WASHINGTON, D.C. - The U.S. Supreme Court on Jan. 21 declined to decide whether the citizenship of the individuals on whose behalf a state brought restitution claims in a price-fixing case satisfies the Class Action Fairness Act's (CAFA) minimal diversity requirement for a "mass action" (AU Optronics Corporation, et al. v. State of South Carolina, No. 12-911, U.S. Sup.).
SAN FRANCISCO - The Ninth Circuit U.S. Court of Appeals on Jan. 21 affirmed a federal court's dismissal of a putative class action brought by credit cardholders alleging that banks violated the U.S. Constitution via their over-limit and late fees, finding that the substantive due process jurisprudence developed to limit punitive damages in the tort context does not apply to contractual penalties such as credit card penalty fees (In Re Late Fee and Over-Limit Fee Litigation $(Andrew T. Pinon, et al. v. Bank of America, NA, et al.$), No. 08-15218, 9th Cir.; 2014 U.S. App. LEXIS 1091).

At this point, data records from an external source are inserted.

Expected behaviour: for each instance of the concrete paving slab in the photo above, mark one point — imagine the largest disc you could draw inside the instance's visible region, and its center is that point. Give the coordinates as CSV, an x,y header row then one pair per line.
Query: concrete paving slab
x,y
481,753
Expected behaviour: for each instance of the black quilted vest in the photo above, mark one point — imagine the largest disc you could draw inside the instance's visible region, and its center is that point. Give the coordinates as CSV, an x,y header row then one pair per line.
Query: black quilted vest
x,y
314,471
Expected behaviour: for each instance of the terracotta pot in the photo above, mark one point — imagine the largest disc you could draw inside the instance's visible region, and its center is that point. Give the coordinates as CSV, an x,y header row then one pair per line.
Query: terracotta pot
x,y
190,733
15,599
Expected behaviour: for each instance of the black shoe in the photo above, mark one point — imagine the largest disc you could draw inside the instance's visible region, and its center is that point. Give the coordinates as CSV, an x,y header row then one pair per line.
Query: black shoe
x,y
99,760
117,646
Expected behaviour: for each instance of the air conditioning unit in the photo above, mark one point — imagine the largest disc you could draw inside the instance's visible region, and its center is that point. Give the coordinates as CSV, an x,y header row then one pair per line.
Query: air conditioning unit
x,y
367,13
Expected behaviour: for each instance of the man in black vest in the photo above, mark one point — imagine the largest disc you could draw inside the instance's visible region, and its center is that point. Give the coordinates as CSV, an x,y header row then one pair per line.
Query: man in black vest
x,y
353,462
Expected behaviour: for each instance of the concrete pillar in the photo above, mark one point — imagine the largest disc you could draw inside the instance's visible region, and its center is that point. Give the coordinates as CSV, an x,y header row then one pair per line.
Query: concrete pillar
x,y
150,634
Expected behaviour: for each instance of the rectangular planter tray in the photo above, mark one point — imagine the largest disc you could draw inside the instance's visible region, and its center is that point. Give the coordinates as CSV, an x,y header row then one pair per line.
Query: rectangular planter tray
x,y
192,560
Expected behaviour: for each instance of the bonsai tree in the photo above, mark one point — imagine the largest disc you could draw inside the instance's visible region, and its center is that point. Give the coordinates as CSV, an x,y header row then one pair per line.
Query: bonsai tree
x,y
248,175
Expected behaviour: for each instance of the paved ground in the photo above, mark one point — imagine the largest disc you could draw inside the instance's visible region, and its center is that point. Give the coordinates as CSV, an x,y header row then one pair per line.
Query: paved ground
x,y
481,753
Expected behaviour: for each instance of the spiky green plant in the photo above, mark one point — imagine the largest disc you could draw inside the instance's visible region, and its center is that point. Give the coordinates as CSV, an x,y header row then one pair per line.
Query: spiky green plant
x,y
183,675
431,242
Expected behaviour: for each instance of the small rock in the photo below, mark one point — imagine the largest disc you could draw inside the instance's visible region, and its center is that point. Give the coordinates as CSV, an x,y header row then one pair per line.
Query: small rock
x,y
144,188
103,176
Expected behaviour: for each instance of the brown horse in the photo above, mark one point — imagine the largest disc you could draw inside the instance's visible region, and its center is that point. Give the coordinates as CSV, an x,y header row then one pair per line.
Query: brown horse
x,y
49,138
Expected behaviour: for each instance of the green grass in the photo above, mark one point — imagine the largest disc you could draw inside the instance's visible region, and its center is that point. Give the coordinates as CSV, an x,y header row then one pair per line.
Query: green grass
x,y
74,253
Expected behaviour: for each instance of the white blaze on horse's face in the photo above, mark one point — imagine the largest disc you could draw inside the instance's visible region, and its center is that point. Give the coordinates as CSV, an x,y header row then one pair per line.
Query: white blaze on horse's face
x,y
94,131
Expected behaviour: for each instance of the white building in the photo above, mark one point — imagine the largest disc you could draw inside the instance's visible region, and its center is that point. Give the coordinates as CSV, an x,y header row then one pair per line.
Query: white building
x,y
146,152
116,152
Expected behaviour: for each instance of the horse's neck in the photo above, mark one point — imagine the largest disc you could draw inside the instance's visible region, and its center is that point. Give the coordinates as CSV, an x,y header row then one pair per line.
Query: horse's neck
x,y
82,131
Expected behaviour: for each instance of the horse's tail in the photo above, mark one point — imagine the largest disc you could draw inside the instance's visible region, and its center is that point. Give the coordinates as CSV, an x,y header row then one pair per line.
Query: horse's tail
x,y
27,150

SACRAMENTO, Calif. - A study on deaths caused by crib bumpers generally and opposition to the products by numerous advocacy groups do not make the products' defect a "fact," a California federal judge held Jan. 16 in dismissing California unfair competition law (UCL) claims (Aida Corral, et al. v. Carter's Inc., et al., NO. 13-0262, E.D. Calif.; 2014 U.S. Dist. LEXIS 5880).